Konstantín suspiró, mientras recorría con la mirada la habitación lúgubre y sucia. Ese suspiro, al parecer, irritó aún más a Nikolái.
—Ya conozco los puntos de vista aristocráticos de Serguéi Ivánovich y los tuyos. Sé que emplea toda su energía intelectual en justificar los males existentes.
—No es verdad. Pero ¿por qué hablas de Serguéi Ivánovich? —preguntó Levin con una sonrisa.
—¿Por qué hablo de Serguéi Ivánovich? Pues te lo voy a explicar —gritó de pronto Nikolái, al oír el nombre de su hermano—. ¡Te lo voy a explicar!... Pero ¿de qué vale discutir? Dime sólo una cosa... ¿Para qué has venido a verme? Desprecias todo esto y estás en tu derecho. Pero ¡vete de una vez, por Dios, vete! —vociferó, poniéndose en pie—. ¡Vete, vete!
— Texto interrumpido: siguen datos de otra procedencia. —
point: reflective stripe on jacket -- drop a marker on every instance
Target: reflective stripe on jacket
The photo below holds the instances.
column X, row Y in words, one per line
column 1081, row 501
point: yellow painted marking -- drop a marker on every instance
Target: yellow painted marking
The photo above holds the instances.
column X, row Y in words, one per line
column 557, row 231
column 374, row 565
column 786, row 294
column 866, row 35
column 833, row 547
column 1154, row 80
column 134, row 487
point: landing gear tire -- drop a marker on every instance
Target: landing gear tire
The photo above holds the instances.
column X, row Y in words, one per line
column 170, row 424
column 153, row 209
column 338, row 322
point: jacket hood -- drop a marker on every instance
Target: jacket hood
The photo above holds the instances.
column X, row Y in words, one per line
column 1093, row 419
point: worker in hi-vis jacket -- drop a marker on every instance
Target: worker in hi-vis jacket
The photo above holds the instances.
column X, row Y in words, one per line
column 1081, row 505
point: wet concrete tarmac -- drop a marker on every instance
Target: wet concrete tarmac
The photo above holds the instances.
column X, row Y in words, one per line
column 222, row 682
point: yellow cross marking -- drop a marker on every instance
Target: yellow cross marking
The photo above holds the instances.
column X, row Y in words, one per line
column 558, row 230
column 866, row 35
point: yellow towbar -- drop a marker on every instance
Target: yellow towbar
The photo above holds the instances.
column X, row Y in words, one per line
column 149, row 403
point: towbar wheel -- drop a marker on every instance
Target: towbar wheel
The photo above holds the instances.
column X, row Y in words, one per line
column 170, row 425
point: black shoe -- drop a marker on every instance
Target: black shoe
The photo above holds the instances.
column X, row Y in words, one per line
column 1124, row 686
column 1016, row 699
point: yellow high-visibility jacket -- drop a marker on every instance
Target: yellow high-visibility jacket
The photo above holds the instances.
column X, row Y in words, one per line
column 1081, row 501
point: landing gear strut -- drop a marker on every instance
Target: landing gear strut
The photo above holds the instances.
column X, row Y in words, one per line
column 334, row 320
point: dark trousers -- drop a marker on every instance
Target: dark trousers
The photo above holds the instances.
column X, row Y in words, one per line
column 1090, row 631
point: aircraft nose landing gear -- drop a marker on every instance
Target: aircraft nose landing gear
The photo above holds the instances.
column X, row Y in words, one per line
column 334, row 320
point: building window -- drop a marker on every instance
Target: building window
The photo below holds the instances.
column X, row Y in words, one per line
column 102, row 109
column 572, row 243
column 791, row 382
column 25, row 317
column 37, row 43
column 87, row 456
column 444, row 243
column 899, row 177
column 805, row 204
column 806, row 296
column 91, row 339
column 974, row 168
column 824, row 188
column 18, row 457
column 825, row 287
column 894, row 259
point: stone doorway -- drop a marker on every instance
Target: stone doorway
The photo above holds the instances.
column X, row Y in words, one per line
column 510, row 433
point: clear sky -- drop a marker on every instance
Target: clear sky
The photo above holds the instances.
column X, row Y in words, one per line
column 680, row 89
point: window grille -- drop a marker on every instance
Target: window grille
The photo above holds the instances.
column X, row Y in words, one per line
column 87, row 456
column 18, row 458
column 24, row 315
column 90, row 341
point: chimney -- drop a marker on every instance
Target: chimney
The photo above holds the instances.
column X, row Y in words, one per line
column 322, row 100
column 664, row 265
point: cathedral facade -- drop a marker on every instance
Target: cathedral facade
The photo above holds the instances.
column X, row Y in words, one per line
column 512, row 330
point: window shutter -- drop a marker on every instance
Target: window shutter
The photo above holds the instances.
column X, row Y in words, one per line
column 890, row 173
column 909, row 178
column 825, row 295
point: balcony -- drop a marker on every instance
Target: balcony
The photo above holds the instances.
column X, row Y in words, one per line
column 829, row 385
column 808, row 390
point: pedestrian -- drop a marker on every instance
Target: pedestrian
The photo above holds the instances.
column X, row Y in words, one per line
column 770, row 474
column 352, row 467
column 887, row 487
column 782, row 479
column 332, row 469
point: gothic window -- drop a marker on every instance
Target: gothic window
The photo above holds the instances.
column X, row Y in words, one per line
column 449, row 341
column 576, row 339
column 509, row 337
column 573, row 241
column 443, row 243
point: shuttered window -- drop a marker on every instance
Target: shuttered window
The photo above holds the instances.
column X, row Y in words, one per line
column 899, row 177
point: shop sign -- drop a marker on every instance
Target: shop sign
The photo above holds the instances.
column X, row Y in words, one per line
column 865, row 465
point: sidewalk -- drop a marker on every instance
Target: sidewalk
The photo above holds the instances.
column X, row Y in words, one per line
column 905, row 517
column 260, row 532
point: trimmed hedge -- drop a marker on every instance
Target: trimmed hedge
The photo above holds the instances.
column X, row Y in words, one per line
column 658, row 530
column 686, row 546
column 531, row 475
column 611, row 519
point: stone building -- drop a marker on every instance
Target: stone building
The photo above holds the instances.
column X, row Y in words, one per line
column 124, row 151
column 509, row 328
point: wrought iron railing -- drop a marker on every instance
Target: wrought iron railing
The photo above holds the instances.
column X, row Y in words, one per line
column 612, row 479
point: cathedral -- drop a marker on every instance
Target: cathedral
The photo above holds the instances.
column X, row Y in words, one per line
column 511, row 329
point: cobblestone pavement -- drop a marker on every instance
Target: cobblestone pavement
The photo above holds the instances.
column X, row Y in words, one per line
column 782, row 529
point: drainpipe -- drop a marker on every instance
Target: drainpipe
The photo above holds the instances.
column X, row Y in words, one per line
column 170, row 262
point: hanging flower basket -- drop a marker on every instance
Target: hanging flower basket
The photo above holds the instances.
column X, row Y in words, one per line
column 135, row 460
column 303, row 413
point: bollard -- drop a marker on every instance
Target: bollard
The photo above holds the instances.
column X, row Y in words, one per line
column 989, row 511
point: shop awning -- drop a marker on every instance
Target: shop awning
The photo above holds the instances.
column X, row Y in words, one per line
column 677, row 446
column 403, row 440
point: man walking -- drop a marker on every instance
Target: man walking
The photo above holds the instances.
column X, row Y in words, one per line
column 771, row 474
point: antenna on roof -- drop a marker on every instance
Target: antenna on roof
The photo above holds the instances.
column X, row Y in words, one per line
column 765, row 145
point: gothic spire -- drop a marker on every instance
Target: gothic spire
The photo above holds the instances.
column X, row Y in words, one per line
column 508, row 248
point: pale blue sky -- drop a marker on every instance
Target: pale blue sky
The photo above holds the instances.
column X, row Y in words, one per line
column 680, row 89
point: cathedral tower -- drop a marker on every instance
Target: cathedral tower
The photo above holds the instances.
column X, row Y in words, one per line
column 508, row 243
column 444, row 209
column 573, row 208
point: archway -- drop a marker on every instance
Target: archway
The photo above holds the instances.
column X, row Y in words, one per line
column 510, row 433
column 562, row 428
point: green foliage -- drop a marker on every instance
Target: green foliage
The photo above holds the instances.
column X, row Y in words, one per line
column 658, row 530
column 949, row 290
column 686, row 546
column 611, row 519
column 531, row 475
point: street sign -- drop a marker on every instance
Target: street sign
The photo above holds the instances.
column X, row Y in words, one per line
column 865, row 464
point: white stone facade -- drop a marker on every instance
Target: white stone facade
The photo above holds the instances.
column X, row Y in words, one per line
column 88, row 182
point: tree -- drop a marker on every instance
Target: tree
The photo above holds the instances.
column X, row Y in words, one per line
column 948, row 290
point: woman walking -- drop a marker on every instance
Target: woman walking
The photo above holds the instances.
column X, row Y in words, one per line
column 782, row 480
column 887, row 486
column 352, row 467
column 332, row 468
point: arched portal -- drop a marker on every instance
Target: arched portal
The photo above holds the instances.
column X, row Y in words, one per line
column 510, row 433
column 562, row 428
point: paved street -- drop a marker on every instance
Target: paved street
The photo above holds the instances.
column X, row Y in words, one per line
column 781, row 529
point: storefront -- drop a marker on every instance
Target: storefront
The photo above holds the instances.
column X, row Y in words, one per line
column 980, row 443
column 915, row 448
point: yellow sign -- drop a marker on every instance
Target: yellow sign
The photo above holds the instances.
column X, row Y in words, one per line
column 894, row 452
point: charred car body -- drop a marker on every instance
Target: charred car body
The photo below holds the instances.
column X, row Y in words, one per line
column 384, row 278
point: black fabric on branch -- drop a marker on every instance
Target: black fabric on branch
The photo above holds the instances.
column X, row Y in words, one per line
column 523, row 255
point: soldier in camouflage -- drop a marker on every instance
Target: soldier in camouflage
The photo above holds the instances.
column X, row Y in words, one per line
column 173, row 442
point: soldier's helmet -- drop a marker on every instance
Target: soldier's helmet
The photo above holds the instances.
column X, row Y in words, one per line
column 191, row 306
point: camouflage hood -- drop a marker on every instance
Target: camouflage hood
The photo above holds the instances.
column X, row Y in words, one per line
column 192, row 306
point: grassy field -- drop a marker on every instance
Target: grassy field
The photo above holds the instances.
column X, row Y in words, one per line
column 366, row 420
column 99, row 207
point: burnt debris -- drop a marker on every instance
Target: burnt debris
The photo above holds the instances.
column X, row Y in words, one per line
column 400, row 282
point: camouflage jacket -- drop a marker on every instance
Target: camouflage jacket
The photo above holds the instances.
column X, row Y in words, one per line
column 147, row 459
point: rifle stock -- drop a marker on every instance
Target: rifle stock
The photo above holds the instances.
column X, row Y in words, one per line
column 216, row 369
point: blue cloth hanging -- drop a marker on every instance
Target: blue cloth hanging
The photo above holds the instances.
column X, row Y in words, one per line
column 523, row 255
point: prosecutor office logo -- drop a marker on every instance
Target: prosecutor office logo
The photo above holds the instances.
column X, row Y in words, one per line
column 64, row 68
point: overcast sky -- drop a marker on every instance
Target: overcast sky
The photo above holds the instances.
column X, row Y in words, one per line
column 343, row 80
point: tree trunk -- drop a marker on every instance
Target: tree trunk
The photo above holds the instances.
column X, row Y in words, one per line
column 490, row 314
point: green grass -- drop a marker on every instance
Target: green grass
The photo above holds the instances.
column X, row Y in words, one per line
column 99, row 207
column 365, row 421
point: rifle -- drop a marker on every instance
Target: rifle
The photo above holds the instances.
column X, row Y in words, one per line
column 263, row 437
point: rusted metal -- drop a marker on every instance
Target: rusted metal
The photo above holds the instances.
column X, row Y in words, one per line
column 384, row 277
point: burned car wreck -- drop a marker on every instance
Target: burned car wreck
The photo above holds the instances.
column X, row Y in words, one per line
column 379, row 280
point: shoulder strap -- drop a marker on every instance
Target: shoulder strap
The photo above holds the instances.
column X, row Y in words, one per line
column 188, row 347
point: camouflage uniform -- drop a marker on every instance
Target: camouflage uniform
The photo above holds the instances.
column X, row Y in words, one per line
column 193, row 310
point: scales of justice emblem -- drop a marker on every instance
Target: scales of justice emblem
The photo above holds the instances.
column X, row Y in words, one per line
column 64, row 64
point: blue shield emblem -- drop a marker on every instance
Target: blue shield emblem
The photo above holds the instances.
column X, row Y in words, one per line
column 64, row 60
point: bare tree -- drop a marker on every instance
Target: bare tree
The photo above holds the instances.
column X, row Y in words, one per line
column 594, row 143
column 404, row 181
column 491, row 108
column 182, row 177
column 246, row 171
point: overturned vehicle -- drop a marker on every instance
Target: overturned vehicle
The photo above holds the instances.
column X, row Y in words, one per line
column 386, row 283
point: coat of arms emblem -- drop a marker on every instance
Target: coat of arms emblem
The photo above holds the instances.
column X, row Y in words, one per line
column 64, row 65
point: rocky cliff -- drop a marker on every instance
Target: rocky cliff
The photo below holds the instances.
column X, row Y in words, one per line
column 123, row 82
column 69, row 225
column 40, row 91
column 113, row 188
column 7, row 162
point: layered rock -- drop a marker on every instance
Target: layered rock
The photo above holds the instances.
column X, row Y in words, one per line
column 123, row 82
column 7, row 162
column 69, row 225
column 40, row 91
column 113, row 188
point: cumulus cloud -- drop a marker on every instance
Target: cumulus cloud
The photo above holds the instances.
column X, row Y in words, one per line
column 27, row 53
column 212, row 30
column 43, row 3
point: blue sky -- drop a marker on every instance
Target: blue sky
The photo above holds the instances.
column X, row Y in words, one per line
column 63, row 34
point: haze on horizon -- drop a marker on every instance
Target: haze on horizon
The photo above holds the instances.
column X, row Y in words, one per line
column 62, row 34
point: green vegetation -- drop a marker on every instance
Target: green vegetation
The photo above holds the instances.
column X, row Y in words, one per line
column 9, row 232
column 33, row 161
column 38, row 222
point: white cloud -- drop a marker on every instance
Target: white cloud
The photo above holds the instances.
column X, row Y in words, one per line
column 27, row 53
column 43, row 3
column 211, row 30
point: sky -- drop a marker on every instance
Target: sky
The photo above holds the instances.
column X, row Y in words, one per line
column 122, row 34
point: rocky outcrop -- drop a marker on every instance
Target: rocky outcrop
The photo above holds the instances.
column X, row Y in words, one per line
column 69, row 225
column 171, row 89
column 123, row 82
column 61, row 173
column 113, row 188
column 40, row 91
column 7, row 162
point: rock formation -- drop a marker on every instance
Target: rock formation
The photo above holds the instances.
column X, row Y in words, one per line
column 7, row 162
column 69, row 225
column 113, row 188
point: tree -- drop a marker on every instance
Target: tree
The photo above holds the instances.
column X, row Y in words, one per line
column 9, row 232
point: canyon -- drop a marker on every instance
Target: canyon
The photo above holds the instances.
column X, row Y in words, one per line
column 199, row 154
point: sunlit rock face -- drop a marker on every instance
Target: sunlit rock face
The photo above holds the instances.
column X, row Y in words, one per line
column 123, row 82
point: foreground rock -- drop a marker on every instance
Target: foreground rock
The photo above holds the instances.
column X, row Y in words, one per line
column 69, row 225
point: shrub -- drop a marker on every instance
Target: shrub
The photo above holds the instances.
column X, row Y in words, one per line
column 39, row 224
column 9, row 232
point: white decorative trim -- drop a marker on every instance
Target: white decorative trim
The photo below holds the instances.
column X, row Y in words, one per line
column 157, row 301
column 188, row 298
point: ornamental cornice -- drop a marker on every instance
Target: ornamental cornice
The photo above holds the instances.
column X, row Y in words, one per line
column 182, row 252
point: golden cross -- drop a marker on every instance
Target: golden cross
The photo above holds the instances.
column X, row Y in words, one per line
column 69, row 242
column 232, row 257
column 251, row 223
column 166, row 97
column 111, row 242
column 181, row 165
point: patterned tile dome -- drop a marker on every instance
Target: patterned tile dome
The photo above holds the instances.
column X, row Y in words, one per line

—No lo desprecio en absoluto —replicó Konstantín Levin con timidez—. Ni siquiera lo discuto.
En ese momento regresó Maria Nikoláievna. Nikolái la miró con enfado. Ella se acercó con premura y le dijo algo al oído.
—No me encuentro bien, me he vuelto irritable —dijo Nikolái Levin, tranquilizándose y respirando con dificultad—. Y encima me hablas de Serguéi Ivánovich y de su artículo. ¡Qué cantidad de insensateces y de embustes! ¡Qué manera de engañarse a sí mismo! ¿Qué puede escribir acerca de la justicia un hombre que no la conoce? ¿Ha leído su artículo? —añadió, dirigiéndose a Kritski, mientras volvía a sentarse y apartaba con la mano, tratando de hacer un poco de sitio, un montón de cigarrillos a medio hacer que ocupaba la mitad de la mesa.
—No —respondió Kritski con expresión sombría; era evidente que no quería intervenir en la conversación.
—¿Por qué? —preguntó Nikolái Levin, irritado una vez más, en esta ocasión con Kritski.